Ils ont ainsi identifié et noté des sujets de recherche au niveau de chaque programme. Ces professionnels comptent dans un second temps investir ces champs de recherche. Et la présidente de l’Association sénégalaise des professionnels de la santé publique invite le ministère de la Santé et de l’action sociale, dans le cadre d’un partenariat, à partager les gaps au niveau des programmes cités. «Ces gaps pourraient être comblés par les résultats de nos recherches et, en tant que chercheurs, nous allons y axer nos recherches, nos thèses de master, que ce soit les thèses de médecine, pharmacie dentaire, les PhD en santé publique», s’engage la président Anta Tall Dia. Une recherche opérationnelle qui soit utile et utilisée par le ministère pour améliorer la santé des populations.

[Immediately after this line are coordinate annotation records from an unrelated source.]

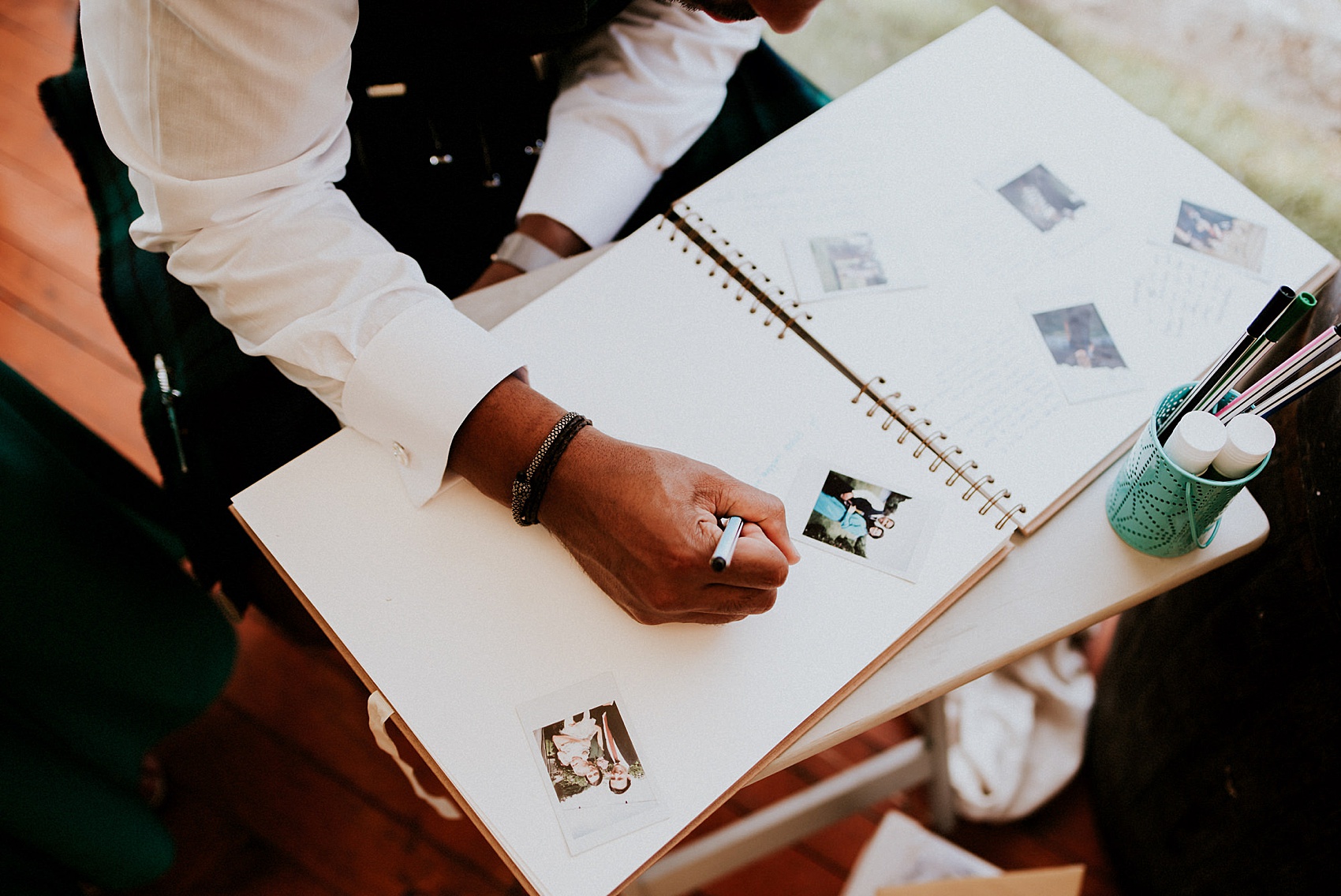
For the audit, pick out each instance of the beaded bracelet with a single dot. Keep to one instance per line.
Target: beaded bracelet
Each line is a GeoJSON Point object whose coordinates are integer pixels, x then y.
{"type": "Point", "coordinates": [530, 484]}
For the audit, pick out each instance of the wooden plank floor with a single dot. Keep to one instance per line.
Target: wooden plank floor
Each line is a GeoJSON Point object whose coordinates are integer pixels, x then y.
{"type": "Point", "coordinates": [278, 789]}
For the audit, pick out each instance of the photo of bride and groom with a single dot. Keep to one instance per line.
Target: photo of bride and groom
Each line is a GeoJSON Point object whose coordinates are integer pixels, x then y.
{"type": "Point", "coordinates": [849, 511]}
{"type": "Point", "coordinates": [869, 524]}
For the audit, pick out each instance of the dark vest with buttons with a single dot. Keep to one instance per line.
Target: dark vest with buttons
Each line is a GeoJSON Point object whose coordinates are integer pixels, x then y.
{"type": "Point", "coordinates": [451, 103]}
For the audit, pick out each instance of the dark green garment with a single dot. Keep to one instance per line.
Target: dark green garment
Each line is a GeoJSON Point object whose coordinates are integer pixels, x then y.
{"type": "Point", "coordinates": [105, 647]}
{"type": "Point", "coordinates": [239, 417]}
{"type": "Point", "coordinates": [1214, 746]}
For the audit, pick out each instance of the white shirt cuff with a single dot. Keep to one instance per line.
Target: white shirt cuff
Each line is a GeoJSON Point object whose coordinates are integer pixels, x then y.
{"type": "Point", "coordinates": [570, 164]}
{"type": "Point", "coordinates": [416, 381]}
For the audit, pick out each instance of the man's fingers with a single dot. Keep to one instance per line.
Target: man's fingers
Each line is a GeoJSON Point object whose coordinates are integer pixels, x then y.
{"type": "Point", "coordinates": [764, 515]}
{"type": "Point", "coordinates": [756, 564]}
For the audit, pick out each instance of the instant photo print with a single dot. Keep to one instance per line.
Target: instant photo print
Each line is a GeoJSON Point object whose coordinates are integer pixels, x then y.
{"type": "Point", "coordinates": [1085, 360]}
{"type": "Point", "coordinates": [1048, 210]}
{"type": "Point", "coordinates": [1220, 235]}
{"type": "Point", "coordinates": [845, 262]}
{"type": "Point", "coordinates": [872, 524]}
{"type": "Point", "coordinates": [597, 784]}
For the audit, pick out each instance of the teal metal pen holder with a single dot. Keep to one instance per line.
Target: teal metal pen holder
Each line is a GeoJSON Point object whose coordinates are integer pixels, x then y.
{"type": "Point", "coordinates": [1160, 509]}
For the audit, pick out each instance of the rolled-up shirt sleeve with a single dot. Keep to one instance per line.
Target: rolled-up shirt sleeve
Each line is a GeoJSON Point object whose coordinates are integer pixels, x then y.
{"type": "Point", "coordinates": [633, 98]}
{"type": "Point", "coordinates": [231, 118]}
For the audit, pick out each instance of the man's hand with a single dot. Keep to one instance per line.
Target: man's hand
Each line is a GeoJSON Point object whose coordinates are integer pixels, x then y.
{"type": "Point", "coordinates": [641, 522]}
{"type": "Point", "coordinates": [644, 524]}
{"type": "Point", "coordinates": [555, 235]}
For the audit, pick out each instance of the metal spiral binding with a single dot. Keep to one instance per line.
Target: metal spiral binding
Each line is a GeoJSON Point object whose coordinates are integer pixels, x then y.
{"type": "Point", "coordinates": [737, 267]}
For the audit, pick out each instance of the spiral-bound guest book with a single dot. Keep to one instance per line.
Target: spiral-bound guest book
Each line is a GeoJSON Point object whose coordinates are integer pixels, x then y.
{"type": "Point", "coordinates": [925, 317]}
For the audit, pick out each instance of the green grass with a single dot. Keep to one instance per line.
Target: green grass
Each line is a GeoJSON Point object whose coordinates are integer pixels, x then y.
{"type": "Point", "coordinates": [1293, 168]}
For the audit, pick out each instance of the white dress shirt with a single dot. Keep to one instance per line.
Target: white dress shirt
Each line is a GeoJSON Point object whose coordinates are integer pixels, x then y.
{"type": "Point", "coordinates": [231, 118]}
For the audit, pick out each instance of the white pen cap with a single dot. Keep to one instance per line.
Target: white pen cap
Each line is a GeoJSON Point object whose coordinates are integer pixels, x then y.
{"type": "Point", "coordinates": [1195, 442]}
{"type": "Point", "coordinates": [1249, 439]}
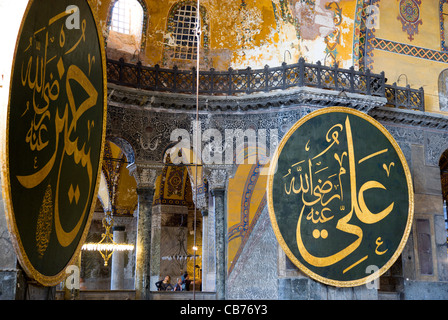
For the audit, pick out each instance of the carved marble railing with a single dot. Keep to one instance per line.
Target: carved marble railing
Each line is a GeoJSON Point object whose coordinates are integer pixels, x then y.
{"type": "Point", "coordinates": [246, 81]}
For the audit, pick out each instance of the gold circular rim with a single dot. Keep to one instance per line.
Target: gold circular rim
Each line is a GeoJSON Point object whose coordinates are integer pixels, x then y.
{"type": "Point", "coordinates": [277, 232]}
{"type": "Point", "coordinates": [6, 187]}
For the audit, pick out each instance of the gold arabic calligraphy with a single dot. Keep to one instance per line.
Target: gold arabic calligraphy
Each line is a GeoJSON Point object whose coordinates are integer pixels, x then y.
{"type": "Point", "coordinates": [317, 193]}
{"type": "Point", "coordinates": [52, 74]}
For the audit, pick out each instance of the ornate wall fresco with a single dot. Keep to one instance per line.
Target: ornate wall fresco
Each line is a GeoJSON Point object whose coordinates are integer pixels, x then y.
{"type": "Point", "coordinates": [409, 16]}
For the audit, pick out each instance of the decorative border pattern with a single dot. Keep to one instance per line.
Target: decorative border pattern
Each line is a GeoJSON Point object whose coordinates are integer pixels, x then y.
{"type": "Point", "coordinates": [409, 50]}
{"type": "Point", "coordinates": [443, 45]}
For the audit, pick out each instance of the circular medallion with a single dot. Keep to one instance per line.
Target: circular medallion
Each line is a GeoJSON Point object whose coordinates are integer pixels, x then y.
{"type": "Point", "coordinates": [55, 135]}
{"type": "Point", "coordinates": [340, 197]}
{"type": "Point", "coordinates": [409, 11]}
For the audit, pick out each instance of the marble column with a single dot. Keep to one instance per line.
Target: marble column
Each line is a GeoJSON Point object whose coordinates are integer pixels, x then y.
{"type": "Point", "coordinates": [145, 175]}
{"type": "Point", "coordinates": [117, 278]}
{"type": "Point", "coordinates": [217, 179]}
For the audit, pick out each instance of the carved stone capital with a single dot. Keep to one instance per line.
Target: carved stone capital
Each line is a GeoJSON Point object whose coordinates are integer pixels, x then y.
{"type": "Point", "coordinates": [145, 173]}
{"type": "Point", "coordinates": [217, 176]}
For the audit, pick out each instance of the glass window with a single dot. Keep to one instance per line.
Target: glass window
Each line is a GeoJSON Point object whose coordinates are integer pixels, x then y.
{"type": "Point", "coordinates": [186, 45]}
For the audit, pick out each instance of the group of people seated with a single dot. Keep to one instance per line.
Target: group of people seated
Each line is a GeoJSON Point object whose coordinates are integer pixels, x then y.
{"type": "Point", "coordinates": [183, 284]}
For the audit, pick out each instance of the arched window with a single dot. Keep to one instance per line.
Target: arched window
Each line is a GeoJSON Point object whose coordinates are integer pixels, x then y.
{"type": "Point", "coordinates": [186, 44]}
{"type": "Point", "coordinates": [126, 28]}
{"type": "Point", "coordinates": [443, 90]}
{"type": "Point", "coordinates": [127, 17]}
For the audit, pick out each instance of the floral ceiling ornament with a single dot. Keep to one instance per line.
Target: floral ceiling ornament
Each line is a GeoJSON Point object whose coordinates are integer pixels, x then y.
{"type": "Point", "coordinates": [410, 16]}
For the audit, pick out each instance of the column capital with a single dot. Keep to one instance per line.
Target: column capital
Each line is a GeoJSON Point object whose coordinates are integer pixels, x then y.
{"type": "Point", "coordinates": [217, 176]}
{"type": "Point", "coordinates": [145, 173]}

Déjà, des défis ont été identifiés dans les programmes cités, notamment le taux de prévalence de la tuberculose qui, même s’il a connu une baisse, reste encore assez élevé avec 122 cas pour 100 mille habitants. Il y a aussi «l’atteinte des trois 90 pour le programme Sida, la gestion transfrontalière du paludisme, l’adhésion en masse des populations dans les mutuelles de santé et la disponibilité des médicaments en qualité et en quantité, mais également l’amélioration du service d’accueil dans les structures de soins», liste Dr Aloyse Diouf, directeur de Cabinet du ministère de la Santé et de l’action sociale.
Cette nouvelle orientation des professionnels de la santé publique a été faite à la suite d’un constat. «Au Sénégal, on utilise très peu les résultats de recherches dans les politiques de santé publique», dit-elle. Et pourtant, la recherche a permis au Programme de lutte contre le paludisme un changement de la stratégie de traitement quand on est passé de la chloroquine aux composés thérapeutiques à base d’arténéminine. «Ce résultat a été obtenu à partir d’une recherche menée au Sénégal par l’équipe du Professeur Oumar Gaye. Nous voulons faire de même dans les autres programmes et voir ce que la recherche pourrait améliorer dans les programmes», souhaite Anta Tall Dia, par ailleurs, médecin-pédiatre, Pro­fesseur de santé publique à la Faculté de médecine. «C’est en fait, renchérit le représentant de l’Oms, une recommandation de son organisation. L’Oms reconnaît l’importance de la recherche. Et d’ailleurs, elle a recommandé aux pays africains d’accélérer la recherche afin de se mettre à niveau pour mieux prendre en compte les préoccupations sanitaires des populations», indique la représentante de l’Oms.